Sergi zakrztusił się ostatnią łyżką mleka. Marc podszedł szybko i uderzył go w plecy, by pomóc mu złapać oddech.
- Macie razem co?!
- Dziecko Sergi, dziecko. No wiesz, jak kobieta spotka się z mężczyzną to zdarza się...
- Wiem, co się zdarza! Ty i dziecko? - zaśmiał się cicho - Nie zabezpieczyliście się?
- No...nie. Nie lubię gumek, przez nie nie czuć tak fajnie. Najlepsza przyjemność jest, jak jej nie mam na sobie.
- Jaki głuuuuupek! No i teraz takim sposobem masz dziecko- on już się nie śmiał, on wył i zwijał się ze śmiechu.
- Stało się i tyle, teraz trzeba ponieść tego konsekwencje.
- I co? Będziecie razem i stworzycie rodzinkę?
- Nie. Będziemy przyjaciółmi i spróbujemy razem wychować maleństwo - uśmiechnął się
- Ty się cieszysz?
- No a czemu miałbym cię nie cieszyć? Zawsze chciałem mieć dziecko i w końcu mi się to udało. Jak ja bym chciał, żeby to był chłopiec! Kupię mu strój Barcy i takie maleńkie korki i będę uczył go grać. I będziemy razem oglądać bajki Disneya.
- Ciebie naprawdę wzięło.
- No tak, cieszę się Sergi - uśmiechał się szeroko. Od rozmowy z Laurą na Rambli zdążył sobie wszystko przemyśleć i naprawdę cieszył się z tego, że zostanie ojcem. Już miał wszystko zaplanowane. Jak będzie zabierał synka w weekendy do parku. Jak nauczy go grać w piłkę. Jak będzie zdmuchiwał świeczki na torcie. Jak postawi pierwsze kroki, jak powie "tata". Wszystko. Na samą myśl o jego maleństwie na jego twarzy zawsze pojawiał się szeroki uśmiech.
Marc spojrzał na zegarek i zaklął głośno.
- Rodzice się tak nie wyrażają - pomocnik zwrócił mu uwagę.

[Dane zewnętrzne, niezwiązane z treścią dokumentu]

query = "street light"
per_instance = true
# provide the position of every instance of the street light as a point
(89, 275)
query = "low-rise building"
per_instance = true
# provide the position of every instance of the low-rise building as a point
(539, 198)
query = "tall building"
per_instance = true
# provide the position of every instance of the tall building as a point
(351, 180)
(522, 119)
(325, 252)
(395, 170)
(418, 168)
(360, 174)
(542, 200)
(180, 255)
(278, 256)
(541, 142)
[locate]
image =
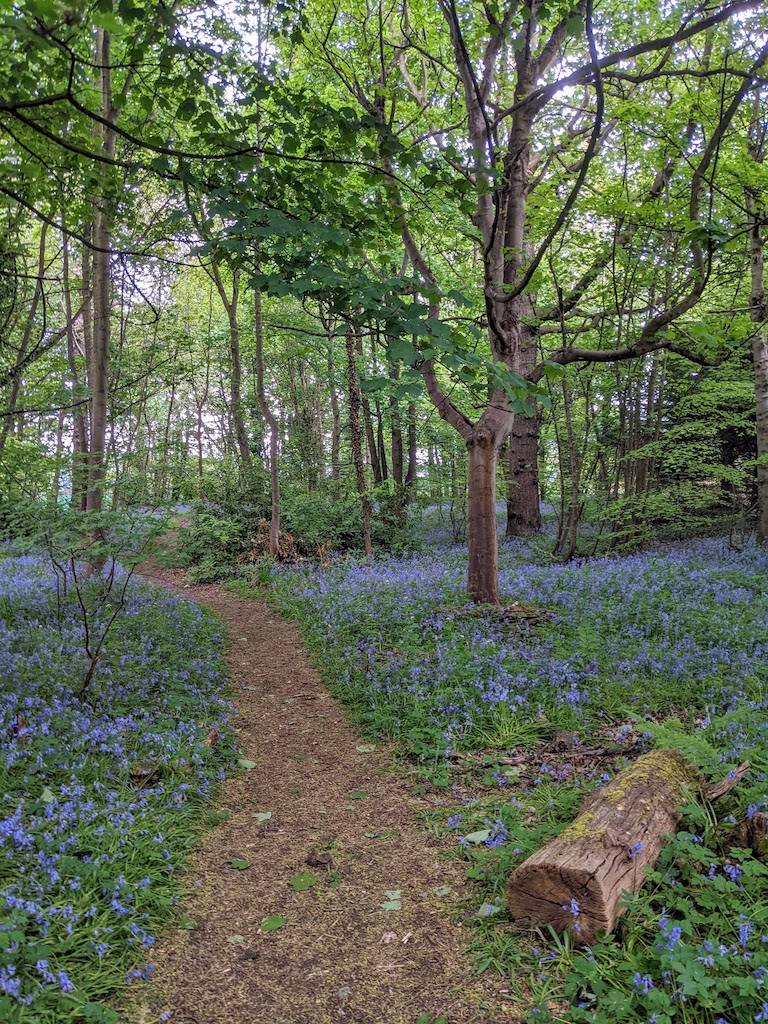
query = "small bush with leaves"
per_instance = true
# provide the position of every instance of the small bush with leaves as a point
(102, 788)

- Mojego dziecka jeszcze tu nie ma. I nas też już nie powinno!
- Co się dzieje?
- Za dwadzieścia pięć minut muszę być u Laury, a miałem jeszcze wyprowadzić Ninę! - zabrał smycz suczki z komody w przedpokoju i założył Air Maxy - Wybacz mi Sergi, ale wychodzimy! Nina do nogi!
*
Laura siedziała na schodkach prowadzących do jej domu i czekała na piłkarza. Miał przyjechać o dziesiątej, by poznać jej rodziców. Podjęła decyzję, że im szybciej im o tym powie, tym lepiej. Liczyła na to, że jeśli rodzice dowiedzą się o ciąży przy Marcu, to nie będą aż tacy źli na nią, ba...może nawet się ucieszą na wieść o wnuku. Jak na razie jednak była już dziewiąta pięćdziesiąt dziewięć, a po obrońcy nie było ani śladu i nic nie zapowiadało się, by miał się pojawić. Miała ochotę urwać mu głowę! Obiecał jej, że już więcej się nie spóźni i co? Kolejne spotkanie i kolejne spóźnienie! Ci cholerni piłkarze.... Miała ogromną nadzieję, że ich dziecko spóźnialstwa nie odziedziczy po tatusiu. Chyba by się wykończyła z taką dwójką.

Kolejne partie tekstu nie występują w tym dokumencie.